Стоял, например, в очереди за пивом, и продавщица начинала интересоваться, сколько литров в таре? Делал безразличное лицо, будто у меня таких бутылок пруд пруди, и отвечал: да хрен этих япошек знает! Народ вокруг смотрел с завистью, понимал, что из-за бугра парень прибыл. Или в общественной бане зимой сразу понятно, кто откуда. У всех кожа белая от мороза, а ты черный от солнечного загара, хотя соляриев не было.

Взял на «Рубцовске» в библиотеке русско-японский разговорник и разучил простые словосочетания: «как пройти?», «где?», «куда?» и «почем?». Ставил вопрос таким образом, чтобы собеседник отвечал только «да» или «нет». Вот, к примеру, фраза: «Тёт то сумимосэн га». По-русски это всего-навсего «эй». А моряки, что со мной шли, охреневали от такого количества незнакомых слов, да еще понятных мужику в очках на велосипеде. А когда велосипедист останавливался и заговаривал со мной, вот тут кое-кто даже трезветь начинал.
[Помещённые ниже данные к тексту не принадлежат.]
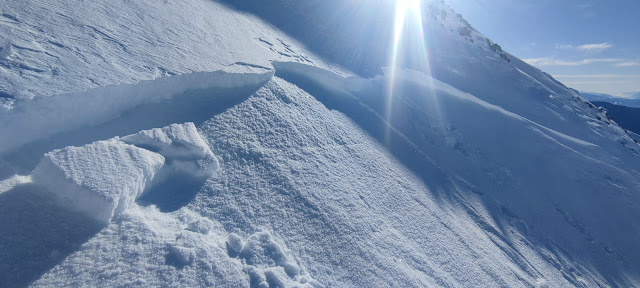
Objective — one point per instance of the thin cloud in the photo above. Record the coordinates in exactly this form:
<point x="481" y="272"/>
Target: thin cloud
<point x="628" y="64"/>
<point x="595" y="47"/>
<point x="547" y="61"/>
<point x="597" y="76"/>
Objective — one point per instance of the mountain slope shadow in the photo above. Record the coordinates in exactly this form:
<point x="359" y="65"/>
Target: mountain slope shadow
<point x="36" y="234"/>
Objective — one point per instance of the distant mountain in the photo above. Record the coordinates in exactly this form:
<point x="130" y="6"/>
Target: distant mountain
<point x="632" y="101"/>
<point x="627" y="117"/>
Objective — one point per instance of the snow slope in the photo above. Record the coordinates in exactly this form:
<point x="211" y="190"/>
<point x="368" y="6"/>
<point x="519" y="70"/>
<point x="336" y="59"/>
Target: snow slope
<point x="474" y="170"/>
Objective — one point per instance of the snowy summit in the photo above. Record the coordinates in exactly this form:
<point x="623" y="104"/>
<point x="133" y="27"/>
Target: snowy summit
<point x="285" y="143"/>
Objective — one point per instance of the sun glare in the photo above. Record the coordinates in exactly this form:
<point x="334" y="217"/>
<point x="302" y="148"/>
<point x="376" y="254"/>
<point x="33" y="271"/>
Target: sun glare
<point x="409" y="42"/>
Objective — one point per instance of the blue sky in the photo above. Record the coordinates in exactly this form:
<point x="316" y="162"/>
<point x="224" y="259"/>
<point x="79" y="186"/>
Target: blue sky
<point x="590" y="45"/>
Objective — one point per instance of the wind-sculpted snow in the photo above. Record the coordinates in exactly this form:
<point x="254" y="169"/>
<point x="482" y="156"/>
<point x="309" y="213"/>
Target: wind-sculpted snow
<point x="105" y="178"/>
<point x="51" y="48"/>
<point x="38" y="118"/>
<point x="465" y="167"/>
<point x="101" y="179"/>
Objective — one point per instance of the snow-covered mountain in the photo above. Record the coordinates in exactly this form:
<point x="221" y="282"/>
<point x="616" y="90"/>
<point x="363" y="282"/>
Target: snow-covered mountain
<point x="298" y="143"/>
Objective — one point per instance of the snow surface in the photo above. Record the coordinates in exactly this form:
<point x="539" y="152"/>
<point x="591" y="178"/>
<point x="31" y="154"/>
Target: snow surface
<point x="101" y="179"/>
<point x="476" y="171"/>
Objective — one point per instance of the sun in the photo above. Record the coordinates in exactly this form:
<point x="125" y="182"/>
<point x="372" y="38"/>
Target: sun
<point x="409" y="42"/>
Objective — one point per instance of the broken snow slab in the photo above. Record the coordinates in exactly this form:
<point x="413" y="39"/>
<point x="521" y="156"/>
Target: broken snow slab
<point x="181" y="145"/>
<point x="101" y="179"/>
<point x="104" y="178"/>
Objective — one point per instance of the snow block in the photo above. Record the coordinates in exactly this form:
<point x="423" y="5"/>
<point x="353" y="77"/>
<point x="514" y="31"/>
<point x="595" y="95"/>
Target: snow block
<point x="182" y="146"/>
<point x="101" y="179"/>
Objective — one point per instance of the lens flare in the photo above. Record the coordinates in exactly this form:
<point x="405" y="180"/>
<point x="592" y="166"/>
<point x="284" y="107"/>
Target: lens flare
<point x="409" y="45"/>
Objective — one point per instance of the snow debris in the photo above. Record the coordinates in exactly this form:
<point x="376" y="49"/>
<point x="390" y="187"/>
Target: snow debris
<point x="104" y="178"/>
<point x="182" y="147"/>
<point x="101" y="179"/>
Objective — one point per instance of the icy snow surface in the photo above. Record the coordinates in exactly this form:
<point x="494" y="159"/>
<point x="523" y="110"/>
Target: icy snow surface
<point x="250" y="162"/>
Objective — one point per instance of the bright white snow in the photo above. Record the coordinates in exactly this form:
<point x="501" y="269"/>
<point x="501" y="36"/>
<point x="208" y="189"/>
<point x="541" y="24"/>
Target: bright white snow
<point x="480" y="171"/>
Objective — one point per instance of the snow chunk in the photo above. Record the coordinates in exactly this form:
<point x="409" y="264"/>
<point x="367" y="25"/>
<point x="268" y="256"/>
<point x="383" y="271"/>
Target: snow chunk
<point x="101" y="179"/>
<point x="181" y="145"/>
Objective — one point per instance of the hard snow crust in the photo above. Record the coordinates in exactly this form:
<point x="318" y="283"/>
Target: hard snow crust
<point x="286" y="172"/>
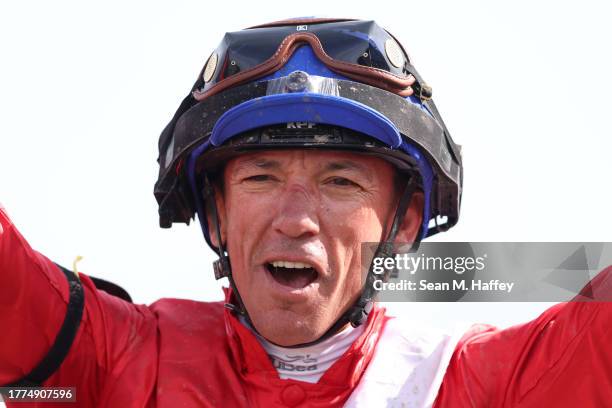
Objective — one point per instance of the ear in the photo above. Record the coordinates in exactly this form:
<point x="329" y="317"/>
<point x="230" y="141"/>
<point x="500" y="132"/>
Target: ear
<point x="221" y="215"/>
<point x="412" y="219"/>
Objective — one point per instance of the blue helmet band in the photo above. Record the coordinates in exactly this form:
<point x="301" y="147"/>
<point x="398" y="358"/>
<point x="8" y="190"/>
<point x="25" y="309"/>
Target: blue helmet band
<point x="397" y="122"/>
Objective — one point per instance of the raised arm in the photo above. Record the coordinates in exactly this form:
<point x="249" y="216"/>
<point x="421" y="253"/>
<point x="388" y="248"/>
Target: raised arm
<point x="112" y="334"/>
<point x="563" y="358"/>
За границей в город с парохода выпускали только тройками. Старший группы — кто-нибудь из комсостава, я к примеру. С давних времен в России цифра три стала нарицательной: тремя пальцами крестились, три брата в сказках, Святая Троица, три источника и три составных части марксизма, судили тройками при Советах, наконец, мультфильм «Три банана».

Да можно долго перечислять! Из чего исходили люди, составлявшие инструкции, сейчас уже сложно представить. Мысль шла в таком направлении: один убежит, два договорятся и убегут, а вот трое никогда не придут к общему знаменателю. Пока размышлял о тройках, вспомнил случай с семеркой, тоже еще та цифирька!

1992 год. Сидели на свадьбе у товарища. Столы были накрыты соответственно годам, так себе. Все в ожидании горячего вертелись на стульях. Тамаде и того хуже, он трезвый и голодный. И решая отыграться на гостях, он задавил своими конкурсами — просто продыху нет!

Спели, станцевали, шарики ногами передали, и тут тамада начал новый конкурс. Было необходимо назвать все, связанное с цифрой «семь». «Семь цветов»,— кричал кто-то. «Семь цветов радуги»,— вторил тамада. «Семь я, семь дней недели, семь раз отмерь, семь смертных грехов», и за каждым тамада повторял. Мне надоело, и я громко крикнул сразу за кем-то без паузы, так, чтобы у него даже времени подумать не было: «Семь пальцев». И он на автомате повторил: «Семь пальцев». Естественно, народ уже был навеселе и начал смеяться.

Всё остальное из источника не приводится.